45-50lb recurve bow. the bottom limb is twisted a little at the end. Is there anything i can do to fix this? will it affect the use of the bow? and how much is this thing worth? Thanks.


----------



## Ellbow (Apr 8, 2012)

Hey Semi,
Here are a few pics of mine I picked up from a family friend. One limb is a little twisted as well. Mine is about a 1964, about 40 to 45lb. I never fixed mine and it shoots fine but I don't shoot it much. I found out it is worth anywhere from $100 to $200....depending on condition and such. Maybe someone else might know more.
El


----------



## longbowdave1 (Apr 8, 2012)

Semi-pro read throiugh this old thread, hope it helps you.

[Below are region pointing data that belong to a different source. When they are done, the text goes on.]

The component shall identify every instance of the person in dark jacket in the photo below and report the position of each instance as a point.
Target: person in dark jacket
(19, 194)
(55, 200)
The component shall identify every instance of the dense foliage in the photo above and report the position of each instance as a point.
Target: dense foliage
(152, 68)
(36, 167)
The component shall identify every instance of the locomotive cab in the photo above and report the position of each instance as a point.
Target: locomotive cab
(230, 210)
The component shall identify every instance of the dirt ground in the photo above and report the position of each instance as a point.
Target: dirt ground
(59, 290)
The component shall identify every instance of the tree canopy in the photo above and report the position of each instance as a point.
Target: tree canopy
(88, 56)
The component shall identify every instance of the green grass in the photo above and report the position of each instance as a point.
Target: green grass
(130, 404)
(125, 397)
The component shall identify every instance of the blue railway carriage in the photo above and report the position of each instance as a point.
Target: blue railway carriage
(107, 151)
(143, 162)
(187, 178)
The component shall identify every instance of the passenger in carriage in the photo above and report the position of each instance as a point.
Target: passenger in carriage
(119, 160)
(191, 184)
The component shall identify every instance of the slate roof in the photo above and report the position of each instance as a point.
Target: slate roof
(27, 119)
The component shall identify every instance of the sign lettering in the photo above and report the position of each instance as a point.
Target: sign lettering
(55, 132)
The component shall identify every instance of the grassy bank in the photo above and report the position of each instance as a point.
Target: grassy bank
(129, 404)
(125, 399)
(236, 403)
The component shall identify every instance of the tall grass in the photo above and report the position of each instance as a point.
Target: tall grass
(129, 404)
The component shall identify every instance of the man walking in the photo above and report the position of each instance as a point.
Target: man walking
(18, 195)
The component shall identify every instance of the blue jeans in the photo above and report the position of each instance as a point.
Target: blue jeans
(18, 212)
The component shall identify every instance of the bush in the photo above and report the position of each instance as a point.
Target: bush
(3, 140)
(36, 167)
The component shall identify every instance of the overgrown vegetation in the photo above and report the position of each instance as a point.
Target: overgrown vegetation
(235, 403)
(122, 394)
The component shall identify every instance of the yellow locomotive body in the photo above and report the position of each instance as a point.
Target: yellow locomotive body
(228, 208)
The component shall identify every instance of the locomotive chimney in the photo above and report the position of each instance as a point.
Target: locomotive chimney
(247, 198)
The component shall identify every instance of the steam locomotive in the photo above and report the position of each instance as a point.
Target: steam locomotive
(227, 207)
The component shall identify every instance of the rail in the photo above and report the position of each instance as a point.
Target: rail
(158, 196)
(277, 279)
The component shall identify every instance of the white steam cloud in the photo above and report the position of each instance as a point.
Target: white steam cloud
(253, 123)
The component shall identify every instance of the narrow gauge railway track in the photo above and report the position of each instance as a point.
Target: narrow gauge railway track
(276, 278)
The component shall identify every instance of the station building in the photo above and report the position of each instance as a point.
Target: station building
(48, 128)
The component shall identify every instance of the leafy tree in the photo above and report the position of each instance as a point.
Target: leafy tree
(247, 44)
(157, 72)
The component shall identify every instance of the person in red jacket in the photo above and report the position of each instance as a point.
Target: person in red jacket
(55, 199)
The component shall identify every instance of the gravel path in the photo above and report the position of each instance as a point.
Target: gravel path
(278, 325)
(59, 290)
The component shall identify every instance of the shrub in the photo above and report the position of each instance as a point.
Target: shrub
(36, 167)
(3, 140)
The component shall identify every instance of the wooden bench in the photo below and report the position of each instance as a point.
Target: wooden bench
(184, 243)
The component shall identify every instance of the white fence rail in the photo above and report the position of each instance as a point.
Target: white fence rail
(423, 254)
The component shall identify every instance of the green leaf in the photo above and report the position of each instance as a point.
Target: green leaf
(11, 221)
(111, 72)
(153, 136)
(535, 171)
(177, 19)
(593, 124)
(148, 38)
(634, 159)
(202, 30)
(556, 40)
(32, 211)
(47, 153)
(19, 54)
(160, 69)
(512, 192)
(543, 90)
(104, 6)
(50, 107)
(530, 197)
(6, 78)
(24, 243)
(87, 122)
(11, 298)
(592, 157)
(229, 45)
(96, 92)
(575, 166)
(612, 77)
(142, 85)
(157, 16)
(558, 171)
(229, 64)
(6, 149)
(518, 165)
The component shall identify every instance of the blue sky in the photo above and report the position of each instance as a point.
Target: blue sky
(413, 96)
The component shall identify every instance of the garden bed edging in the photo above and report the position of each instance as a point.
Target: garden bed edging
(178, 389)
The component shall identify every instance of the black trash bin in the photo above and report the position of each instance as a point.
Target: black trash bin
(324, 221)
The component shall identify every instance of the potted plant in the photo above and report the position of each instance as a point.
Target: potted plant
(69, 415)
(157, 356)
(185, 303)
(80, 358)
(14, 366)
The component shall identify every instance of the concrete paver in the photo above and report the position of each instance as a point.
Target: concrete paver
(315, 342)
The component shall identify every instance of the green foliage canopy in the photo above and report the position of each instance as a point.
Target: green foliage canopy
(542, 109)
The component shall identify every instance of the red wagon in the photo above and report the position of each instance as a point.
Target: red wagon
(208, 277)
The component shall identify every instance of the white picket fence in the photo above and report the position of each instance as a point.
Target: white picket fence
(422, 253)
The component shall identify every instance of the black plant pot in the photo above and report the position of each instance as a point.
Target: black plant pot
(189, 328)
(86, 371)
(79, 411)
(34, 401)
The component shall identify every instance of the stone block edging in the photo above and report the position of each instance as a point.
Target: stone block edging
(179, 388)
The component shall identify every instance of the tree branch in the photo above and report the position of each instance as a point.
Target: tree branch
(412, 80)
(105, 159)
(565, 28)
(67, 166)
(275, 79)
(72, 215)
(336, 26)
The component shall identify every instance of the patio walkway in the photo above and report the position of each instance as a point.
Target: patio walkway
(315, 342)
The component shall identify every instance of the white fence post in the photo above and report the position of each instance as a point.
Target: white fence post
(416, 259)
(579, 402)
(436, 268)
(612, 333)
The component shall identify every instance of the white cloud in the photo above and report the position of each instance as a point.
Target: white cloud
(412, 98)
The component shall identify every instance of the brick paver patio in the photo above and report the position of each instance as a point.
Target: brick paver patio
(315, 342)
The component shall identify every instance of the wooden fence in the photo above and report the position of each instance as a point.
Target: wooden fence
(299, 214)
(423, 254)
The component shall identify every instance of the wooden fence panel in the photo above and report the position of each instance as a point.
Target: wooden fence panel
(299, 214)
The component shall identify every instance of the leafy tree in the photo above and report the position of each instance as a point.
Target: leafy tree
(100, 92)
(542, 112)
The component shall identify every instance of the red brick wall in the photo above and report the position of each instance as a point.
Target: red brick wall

http://forum.gon.com/showthread.php?t=524034&highlight=twisted+limb


----------



## Semi-Pro (Apr 9, 2012)

Thanks, very helpfull.


----------



## Fishin & Hunting (Apr 9, 2012)

I have straightened out three recurves with a twisted limb.  Two of them stayed after the correction.  One went back to the twist after shooting it a few times.

I would heat them in a hot water shower, and then twist the opposite way of the twist.  And then let cool.  Things I learn on this forum.


----------



## Fishin & Hunting (Apr 10, 2012)

Here is the link that the thread that showed me how to do it.


http://forum.gon.com/showthread.php?t=136497


----------



## RogerB (Apr 11, 2012)

As long as there is not enough twist that the bow destrings itself when shot, alittle twist is not a problem.


----------